SW480 and Hs27 cells were cultured for 3 days with the indicated inhibitors and the number of cells cultured with inhibitor reported as a percentage of the cells cultured with vehicle. (F) PIKfyve inhibitors (0.125 μM WX8, 0.3 μM NDF, 0.25 μM Vacuolin 1, 30 nM Apilimod, 0.6 μM YM201636) were applied either alone (individual inhibitors) or together with 5 μM SB202190. (G) p38MAPK inhibitors (5 μM SB202190, 5 μM LY2228820, 5 μM Skepinone-L, 3.5 μM TAK-715, 7.5 μM BIRB-796) were applied either alone or together with 0.125 μM WX8. “Synergy above additive” was calculated as in Fig. 3. Values are mean ±SEM (n = 3).

(H,I) p38MAPK in A549 cells was depleted with the indicated concentration of p38MAPK siRNA or control siRNA and incubated with 0.375 μM WX8. Cells were collected after 3 days, and the counts plotted as a percentage of the control siRNA-treated cells. Values are mean ±SEM (n = 3).

(J) The amount of p62 protein was determined by immunoblot of cells cultured for 1 or 3 days with the indicated inhibitors.

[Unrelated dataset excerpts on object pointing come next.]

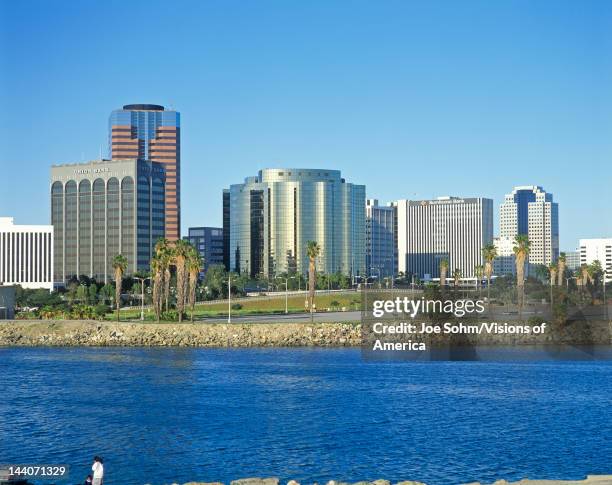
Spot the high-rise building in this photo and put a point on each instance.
(103, 208)
(572, 260)
(599, 249)
(273, 216)
(151, 132)
(451, 228)
(26, 255)
(530, 211)
(226, 229)
(209, 243)
(381, 255)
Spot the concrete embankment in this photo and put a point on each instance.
(589, 480)
(92, 333)
(64, 333)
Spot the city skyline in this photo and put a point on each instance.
(498, 105)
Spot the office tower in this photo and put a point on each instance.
(103, 208)
(530, 211)
(572, 260)
(449, 228)
(599, 249)
(226, 229)
(274, 214)
(381, 256)
(26, 255)
(209, 243)
(151, 132)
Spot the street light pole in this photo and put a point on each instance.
(229, 298)
(142, 280)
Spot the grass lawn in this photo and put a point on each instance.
(255, 305)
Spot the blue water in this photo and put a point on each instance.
(163, 415)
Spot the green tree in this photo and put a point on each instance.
(119, 268)
(521, 251)
(312, 250)
(489, 253)
(443, 271)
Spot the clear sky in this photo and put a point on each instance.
(413, 99)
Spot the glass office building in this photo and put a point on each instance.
(381, 240)
(272, 217)
(209, 243)
(104, 208)
(151, 132)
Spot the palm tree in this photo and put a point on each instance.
(489, 253)
(163, 251)
(119, 267)
(561, 268)
(521, 251)
(479, 272)
(180, 253)
(158, 276)
(456, 277)
(443, 271)
(194, 265)
(312, 250)
(585, 274)
(552, 271)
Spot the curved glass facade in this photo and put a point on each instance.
(274, 215)
(97, 213)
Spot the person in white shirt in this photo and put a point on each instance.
(98, 470)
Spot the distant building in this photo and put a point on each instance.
(572, 260)
(597, 250)
(26, 255)
(381, 236)
(530, 211)
(103, 208)
(449, 227)
(7, 302)
(273, 215)
(151, 132)
(505, 262)
(209, 243)
(226, 229)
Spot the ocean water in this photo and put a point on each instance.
(174, 415)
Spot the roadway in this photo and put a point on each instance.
(320, 317)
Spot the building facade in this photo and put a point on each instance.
(530, 211)
(104, 208)
(599, 249)
(572, 260)
(381, 237)
(151, 132)
(26, 255)
(451, 228)
(273, 215)
(209, 243)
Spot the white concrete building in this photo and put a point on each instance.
(530, 210)
(448, 227)
(597, 250)
(26, 255)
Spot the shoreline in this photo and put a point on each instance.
(92, 333)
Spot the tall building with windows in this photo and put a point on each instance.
(26, 255)
(209, 243)
(451, 228)
(381, 254)
(599, 249)
(529, 210)
(273, 215)
(151, 132)
(103, 208)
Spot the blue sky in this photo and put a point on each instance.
(413, 99)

A375 cells, stably expressing wild-type or N1939K mutant PIKfyve protein, or vector transduced, were cultured for 3 days in the presence of the indicated concentration of WX8 (K), a set of autophagy inhibitors (3.75 μM WX8, 6 μM NDF, 5 μM Vacuolin-1, 0.3 μM Apilimod, 12.5 μM YM201636, 30 μM chloroquine) (L) or WX8 and SB202190 (M). The cells were collected and the counts presented as a percentage of the vehicle-treated cells. The vehicle was set to 0.01 μM instead of 0 μM. Values are mean ±SEM (n = 3).